4D Topological Mass by Gauging Spin

TL;DR

This paper introduces a spin gauge field theory where spin interactions induce a gauge-invariant photon mass, offering a topological alternative mechanism for superconductivity without spontaneous symmetry breaking.

Contribution

It presents a novel spin gauge field model that generates a topological photon mass and proposes a new mechanism for superconductivity based on spin gauge interactions.

Findings

Spin interactions induce a gauge-invariant photon mass.

The model reproduces London equations for superconductivity.
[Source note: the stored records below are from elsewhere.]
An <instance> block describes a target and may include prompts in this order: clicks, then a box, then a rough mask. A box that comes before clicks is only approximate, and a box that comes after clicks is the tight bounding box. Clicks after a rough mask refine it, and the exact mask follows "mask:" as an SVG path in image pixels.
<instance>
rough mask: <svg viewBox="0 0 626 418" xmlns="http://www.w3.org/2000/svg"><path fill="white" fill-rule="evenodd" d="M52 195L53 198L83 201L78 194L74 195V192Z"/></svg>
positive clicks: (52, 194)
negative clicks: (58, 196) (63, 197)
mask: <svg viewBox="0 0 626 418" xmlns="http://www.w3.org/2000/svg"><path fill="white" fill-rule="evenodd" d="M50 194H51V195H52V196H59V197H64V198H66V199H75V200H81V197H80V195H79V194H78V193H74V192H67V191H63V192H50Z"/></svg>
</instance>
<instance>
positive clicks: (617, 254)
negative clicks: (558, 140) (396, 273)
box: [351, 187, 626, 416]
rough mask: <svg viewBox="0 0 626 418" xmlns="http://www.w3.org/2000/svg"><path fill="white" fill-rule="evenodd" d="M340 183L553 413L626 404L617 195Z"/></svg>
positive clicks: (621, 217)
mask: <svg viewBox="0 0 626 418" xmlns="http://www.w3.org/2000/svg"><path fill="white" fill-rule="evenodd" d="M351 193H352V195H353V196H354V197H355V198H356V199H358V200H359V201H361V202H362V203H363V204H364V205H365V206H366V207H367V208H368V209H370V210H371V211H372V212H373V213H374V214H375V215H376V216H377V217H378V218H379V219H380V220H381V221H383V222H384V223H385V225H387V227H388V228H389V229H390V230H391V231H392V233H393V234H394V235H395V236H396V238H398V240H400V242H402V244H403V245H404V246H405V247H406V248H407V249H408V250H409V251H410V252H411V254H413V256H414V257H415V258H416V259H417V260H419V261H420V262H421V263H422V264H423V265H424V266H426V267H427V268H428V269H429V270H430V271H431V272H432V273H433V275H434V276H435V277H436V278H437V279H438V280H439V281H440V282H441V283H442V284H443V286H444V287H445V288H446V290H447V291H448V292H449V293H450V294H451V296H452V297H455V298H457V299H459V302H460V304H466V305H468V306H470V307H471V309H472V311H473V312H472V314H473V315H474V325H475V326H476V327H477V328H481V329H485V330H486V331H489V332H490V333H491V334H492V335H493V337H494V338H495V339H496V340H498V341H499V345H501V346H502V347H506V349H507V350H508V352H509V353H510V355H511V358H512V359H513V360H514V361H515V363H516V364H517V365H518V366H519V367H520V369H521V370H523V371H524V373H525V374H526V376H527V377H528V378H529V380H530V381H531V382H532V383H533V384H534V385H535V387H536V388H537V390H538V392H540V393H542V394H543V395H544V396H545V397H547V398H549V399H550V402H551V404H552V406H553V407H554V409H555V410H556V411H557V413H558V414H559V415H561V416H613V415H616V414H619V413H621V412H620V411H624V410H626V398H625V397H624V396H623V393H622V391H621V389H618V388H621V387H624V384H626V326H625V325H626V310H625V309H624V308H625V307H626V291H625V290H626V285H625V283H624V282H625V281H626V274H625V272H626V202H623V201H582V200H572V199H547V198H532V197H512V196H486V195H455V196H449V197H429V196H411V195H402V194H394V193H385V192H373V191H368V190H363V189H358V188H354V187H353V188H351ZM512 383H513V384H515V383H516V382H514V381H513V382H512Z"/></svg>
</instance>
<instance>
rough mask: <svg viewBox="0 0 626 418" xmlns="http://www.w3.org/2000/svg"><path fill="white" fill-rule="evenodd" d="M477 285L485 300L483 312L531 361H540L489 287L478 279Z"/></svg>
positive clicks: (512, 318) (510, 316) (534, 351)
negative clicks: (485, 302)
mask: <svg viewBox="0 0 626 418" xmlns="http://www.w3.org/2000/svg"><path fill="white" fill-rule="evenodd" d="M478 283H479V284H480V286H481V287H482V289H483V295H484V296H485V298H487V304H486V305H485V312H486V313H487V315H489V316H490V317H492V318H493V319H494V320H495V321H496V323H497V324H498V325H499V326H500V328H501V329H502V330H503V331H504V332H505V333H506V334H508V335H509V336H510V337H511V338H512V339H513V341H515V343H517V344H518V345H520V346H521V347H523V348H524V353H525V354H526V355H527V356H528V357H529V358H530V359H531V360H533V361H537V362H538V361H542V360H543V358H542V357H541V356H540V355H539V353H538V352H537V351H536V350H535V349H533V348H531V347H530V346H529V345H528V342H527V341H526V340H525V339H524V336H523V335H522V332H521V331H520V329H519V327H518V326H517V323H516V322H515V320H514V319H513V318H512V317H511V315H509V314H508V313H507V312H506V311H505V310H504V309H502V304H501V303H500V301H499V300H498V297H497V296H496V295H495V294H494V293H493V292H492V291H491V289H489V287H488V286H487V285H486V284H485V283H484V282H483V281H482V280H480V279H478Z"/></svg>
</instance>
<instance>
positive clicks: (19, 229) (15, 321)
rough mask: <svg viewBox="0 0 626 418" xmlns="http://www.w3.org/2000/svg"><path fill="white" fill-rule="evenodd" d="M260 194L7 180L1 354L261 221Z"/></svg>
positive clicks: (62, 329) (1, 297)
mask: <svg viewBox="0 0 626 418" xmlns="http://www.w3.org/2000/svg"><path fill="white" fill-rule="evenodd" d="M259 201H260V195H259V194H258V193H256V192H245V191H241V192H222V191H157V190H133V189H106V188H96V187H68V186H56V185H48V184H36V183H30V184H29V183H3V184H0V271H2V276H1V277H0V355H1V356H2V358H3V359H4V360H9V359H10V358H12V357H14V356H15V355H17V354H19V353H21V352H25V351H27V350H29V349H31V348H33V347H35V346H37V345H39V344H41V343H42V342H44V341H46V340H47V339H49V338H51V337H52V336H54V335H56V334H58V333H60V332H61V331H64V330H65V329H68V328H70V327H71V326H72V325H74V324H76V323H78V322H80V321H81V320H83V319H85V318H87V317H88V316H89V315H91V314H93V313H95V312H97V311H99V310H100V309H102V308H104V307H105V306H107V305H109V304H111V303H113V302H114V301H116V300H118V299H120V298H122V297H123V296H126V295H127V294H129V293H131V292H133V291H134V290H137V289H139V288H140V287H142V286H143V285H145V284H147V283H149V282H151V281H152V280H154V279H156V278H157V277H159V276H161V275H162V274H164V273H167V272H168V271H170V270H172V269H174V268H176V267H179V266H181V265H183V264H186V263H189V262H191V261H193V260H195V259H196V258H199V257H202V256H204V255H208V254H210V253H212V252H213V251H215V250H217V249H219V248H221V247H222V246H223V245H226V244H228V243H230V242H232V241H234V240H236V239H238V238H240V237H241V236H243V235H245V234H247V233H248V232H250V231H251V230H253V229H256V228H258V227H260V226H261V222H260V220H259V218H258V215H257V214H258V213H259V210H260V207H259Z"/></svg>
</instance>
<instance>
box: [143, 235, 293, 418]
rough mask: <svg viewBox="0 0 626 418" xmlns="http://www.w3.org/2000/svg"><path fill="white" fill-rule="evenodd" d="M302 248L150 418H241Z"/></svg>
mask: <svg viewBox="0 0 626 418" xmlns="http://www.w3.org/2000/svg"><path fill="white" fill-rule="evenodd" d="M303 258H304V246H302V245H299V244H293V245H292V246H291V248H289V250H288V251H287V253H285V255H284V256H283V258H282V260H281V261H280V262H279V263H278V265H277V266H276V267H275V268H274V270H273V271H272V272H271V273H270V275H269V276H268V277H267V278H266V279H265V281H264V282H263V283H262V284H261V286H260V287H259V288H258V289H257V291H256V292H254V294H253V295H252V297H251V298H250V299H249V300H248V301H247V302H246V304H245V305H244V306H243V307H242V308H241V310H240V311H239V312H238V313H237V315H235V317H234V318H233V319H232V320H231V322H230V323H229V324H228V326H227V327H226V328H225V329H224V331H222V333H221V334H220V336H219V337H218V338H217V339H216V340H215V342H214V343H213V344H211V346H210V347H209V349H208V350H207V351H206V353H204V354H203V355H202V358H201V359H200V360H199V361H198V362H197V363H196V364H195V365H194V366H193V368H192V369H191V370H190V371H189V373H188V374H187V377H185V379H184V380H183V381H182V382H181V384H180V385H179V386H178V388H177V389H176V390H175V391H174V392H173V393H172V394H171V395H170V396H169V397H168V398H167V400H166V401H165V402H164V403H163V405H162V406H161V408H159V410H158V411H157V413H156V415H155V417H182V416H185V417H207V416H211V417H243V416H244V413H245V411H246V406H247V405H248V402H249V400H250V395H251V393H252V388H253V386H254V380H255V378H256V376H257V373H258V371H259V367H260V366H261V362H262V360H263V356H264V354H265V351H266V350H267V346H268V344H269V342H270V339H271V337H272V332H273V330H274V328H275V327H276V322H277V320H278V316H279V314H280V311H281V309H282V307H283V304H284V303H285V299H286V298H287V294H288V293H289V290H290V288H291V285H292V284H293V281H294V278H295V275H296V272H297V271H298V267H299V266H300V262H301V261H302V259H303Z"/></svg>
Proposes a topological, symmetry-breaking-free superconductivity mechanism.

Abstract

We propose a spin gauge field theory in which the curl of a Dirac fermion current density plays the role of the pseudovector charge density. In this field-theoretic model, spin interactions are mediated by a single scalar gauge boson in its antisymmetric tensor formulation. We show that these long range spin interactions induce a gauge invariant photon mass in the one-loop effective action. The fermion loop generates a coupling between photons and the spin gauge boson, which acquires thus charge. This coupling represents also an induced, gauge invariant, topological mass for the photons, leading to the Meissner effect. The one-loop effective equations of motion for the charged spin gauge boson are the London equations. We propose thus spin gauge interactions as an alternative, topological mechanism for superconductivity in which no spontaneous symmetry breaking is involved.